Microsoft Office Web Apps: No test build until August

Many industry watchers were expecting July 13 to be Microsoft's coming-out party for Office Web Applications, the company's Web-centric version of its core Office apps (Word, Excel, poerPoint and OneNote) -- and head-to-head competitor with Google Docs. But that's not what's happening today.

Many industry watchers were expecting July 13 to be Microsoft's coming-out party for Office Web Applications, the company's Web-centric version of its core Office apps (Word, Excel, poerPoint and OneNote) -- and head-to-head competitor with Google Docs.

But there won't be an Office Web Apps tech preview test build coming today. Or even later this week. Invited testers (and not the general public) have to wait until some time in August for the Microsoft-sanctioned Office Web Apps test build.

(An unsanctioned test build of Office 2010, which included the Web Apps, leaked a couple of months ago. Microsoft has not responded to my query as to whether the Office Web Apps build will be the same as the one that leaked in May or a more recent build.)

Microsoft officials first mentioned publicly Office Web Applications in October 2008 at the company's Professional Developers Conference.
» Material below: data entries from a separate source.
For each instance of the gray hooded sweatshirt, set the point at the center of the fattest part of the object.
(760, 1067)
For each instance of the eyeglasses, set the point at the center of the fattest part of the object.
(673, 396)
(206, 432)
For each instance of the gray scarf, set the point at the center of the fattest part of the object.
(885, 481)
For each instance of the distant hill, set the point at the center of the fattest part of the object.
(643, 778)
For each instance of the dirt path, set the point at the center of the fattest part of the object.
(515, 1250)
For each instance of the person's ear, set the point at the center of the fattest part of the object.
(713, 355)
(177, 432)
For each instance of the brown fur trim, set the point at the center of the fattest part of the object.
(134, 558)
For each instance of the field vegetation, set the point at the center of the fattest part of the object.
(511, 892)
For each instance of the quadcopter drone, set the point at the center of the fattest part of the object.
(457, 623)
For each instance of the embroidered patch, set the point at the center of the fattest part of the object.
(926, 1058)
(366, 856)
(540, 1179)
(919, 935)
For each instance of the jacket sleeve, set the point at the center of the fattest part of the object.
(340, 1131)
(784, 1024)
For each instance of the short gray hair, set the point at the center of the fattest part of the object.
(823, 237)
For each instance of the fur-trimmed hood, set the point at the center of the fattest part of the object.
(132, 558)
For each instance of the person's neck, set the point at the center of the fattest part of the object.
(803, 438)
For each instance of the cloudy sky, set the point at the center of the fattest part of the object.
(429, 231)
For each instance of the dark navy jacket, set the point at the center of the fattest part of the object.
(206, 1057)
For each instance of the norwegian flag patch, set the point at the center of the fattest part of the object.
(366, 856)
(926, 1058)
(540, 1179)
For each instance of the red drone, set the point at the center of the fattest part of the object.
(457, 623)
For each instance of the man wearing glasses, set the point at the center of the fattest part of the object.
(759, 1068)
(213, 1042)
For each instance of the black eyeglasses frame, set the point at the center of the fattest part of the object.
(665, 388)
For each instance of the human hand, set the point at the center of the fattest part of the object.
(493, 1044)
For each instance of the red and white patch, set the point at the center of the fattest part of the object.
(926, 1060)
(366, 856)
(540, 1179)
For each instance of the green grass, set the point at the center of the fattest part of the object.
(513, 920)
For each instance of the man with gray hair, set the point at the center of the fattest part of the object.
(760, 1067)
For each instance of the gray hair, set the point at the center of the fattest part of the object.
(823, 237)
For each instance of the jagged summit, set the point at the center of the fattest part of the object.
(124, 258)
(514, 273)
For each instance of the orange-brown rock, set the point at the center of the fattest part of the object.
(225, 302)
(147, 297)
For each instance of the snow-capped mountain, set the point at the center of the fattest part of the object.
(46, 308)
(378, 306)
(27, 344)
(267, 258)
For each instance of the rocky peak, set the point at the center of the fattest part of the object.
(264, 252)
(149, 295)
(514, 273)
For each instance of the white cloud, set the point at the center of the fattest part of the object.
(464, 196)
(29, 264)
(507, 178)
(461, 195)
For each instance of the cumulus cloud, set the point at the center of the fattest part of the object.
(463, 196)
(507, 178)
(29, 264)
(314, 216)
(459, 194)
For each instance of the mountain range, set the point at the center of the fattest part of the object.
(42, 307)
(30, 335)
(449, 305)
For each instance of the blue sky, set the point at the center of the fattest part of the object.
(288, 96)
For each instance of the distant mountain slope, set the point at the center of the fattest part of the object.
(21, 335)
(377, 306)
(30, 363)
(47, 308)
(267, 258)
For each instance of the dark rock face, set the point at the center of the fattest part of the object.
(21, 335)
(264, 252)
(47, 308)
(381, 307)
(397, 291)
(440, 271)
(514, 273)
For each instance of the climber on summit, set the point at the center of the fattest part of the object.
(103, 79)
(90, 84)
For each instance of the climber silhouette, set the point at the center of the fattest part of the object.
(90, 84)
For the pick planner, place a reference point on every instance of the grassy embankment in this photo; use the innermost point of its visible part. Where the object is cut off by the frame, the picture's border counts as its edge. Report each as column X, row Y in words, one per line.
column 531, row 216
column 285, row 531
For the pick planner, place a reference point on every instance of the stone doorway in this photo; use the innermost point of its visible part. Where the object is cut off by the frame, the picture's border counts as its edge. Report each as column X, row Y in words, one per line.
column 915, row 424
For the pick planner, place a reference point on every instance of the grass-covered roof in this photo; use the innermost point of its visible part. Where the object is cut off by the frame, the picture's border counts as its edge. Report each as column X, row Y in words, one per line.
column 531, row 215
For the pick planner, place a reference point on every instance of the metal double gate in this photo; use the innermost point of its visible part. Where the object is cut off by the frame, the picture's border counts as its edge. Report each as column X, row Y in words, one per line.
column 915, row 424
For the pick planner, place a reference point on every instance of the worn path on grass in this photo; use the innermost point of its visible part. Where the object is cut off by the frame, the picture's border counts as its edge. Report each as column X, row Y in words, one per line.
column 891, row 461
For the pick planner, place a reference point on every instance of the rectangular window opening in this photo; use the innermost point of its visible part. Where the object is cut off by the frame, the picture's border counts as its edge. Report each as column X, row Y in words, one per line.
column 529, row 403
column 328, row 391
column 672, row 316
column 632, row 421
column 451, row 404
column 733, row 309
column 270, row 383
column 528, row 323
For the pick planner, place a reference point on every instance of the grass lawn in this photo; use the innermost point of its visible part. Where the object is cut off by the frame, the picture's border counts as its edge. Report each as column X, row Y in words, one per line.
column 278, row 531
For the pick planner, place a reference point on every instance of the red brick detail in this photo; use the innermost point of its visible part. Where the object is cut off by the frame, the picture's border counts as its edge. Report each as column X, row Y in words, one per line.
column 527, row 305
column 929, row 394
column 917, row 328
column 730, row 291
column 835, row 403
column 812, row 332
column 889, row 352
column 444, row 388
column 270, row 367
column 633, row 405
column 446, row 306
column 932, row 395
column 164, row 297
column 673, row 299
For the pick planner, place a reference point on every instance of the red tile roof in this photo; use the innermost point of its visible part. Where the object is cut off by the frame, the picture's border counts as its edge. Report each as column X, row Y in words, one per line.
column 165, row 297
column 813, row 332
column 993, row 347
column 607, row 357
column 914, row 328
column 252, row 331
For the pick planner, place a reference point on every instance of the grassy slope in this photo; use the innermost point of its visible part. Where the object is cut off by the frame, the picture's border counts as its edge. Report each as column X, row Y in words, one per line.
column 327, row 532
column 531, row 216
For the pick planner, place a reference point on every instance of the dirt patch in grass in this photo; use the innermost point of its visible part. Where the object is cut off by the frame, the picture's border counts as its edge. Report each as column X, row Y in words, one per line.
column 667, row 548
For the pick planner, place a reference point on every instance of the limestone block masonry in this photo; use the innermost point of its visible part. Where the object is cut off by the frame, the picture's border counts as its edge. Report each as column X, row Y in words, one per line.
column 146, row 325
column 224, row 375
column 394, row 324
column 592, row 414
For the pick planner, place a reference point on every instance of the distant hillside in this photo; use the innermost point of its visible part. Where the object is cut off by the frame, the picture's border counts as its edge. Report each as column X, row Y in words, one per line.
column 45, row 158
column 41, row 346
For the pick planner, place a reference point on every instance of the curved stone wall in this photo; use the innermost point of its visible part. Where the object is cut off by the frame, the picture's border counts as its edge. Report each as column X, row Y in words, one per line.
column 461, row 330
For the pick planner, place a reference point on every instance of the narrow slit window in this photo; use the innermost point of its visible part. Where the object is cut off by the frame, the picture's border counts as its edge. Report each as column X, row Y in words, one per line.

Microsoft offered very few details about what kinds of functionality the Web Apps will deliver and not deliver. (Example: I've heard printing directly from and saving to those Apps won't be possible without passing through SharePoint Server.)

At its Worldwide Partner Conference, which kicks off on July 13, the company is providing some additional details about its distribution plans for Office Web Apps.

As company officials said last year, Microsoft will offer both paid and free versions of Office Web Apps when they ship in the first half of 2010. Consumers will be able to get them for free by downloading them via from the combined Windows Live/Office Live service. Software Assurance customers will have the added option of running the Office Web Apps on premise, accessing their on-premise SharePoint Servers. And Office Web Apps also will be accessible as a set of Microsoft-hosted services (under the Microsoft Online brand).

Using Microsoft math, Microsoft execs are calculating -- and touting -- that Office Web Apps, once they ship in the first half of 2010, will "be available to up to half a billion customers." They'll be available for free to 400 million Windows Live consumers; available via Software Assurance to 90 million Office annuity customers; and to the remaining 510 million existing Office customers via Microsoft Online services.

Microsoft also is running a number of potential final names for Office Web Applications past its customers. in the running: Office Ensemble, Office Equipt, Office Optro, Office Offline and Office ArcLight.